別に深窓の令嬢とかではないのだけど、高校生くらいまで、とても窮屈な生活をしていた。それこそ小さな箱に入れられて蓋をされていたようなもので、その箱には親がよいと認めた物だけが時たま入ってきた。タータンチェックのブラウスだとか、家庭用教材だとか、課題図書だとか広辞苑だとか手作りのおやつとか。

わたしはずっとその箱の中で親が良しとしたものだけを受け入れてきた。それは決して甘やかしなどではなくて、知識の制限や行動の制限、食事の制限も含まれていたので、それこそ「箱入り」と揶揄されたことが何度もあった。

大学に入り、自分で自分の箱に素敵だと思うものを箱の中に入れられるようになった。ずっと親がすべてだったわたしから見た世界は素敵なものばかりで、きらきらして見えたものはすぐさま取り入れた。まるで家を作るカラスのように。そうして出来上がった箱は色とりどりではあるけど、とにかく混乱していた。片付けもままならなかった、なぜなら蓋は閉じられたままで、親が良しとしていることが前提条件としてあったからだ。

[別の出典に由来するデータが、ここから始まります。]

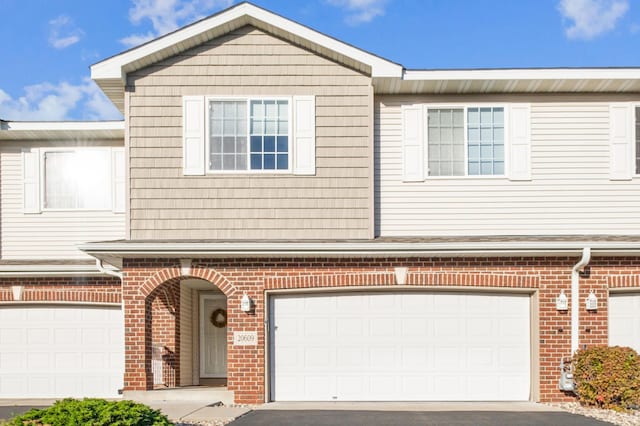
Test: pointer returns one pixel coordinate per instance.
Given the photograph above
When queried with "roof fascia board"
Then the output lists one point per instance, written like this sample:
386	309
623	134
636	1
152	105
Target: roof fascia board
356	249
525	74
64	125
114	67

箱の中に色んなものを無造作に入れたところで素敵な人にはなれないことに、最近気づいた。ぜんぶを成すことなど不可能に近い。綺麗な色の絵の具だってぐちゃぐちゃに混ぜてしまえば、黒のような濁った汚い色になる。今のわたしはそっくりそんな感じでとてもごちゃごちゃしている。

 

素敵な人になりたい。きちんとこころが整頓されていて、自分の世界がある人。揺れ動いても、戻ってこられる人。自分で自分を選べる人。それに今夜気づいて思わず大きなため息をついてしまった。そしてこんなことに今更気づくなんて、まだまだ人生は長いんだなと思った。

 

木曜日、友達とノリで自己啓発本を買った。淡い色のワンピースがとても似合う彼女は同じ作者の初の著書を。わたしはその作者の二冊目の著書を購入した。タイトルがとても素敵だ、なんて笑いながら。

読んだら何か変わるのかな。箱の中のわたしは期待してないなんていいつつ、すこしだけドキドキしている。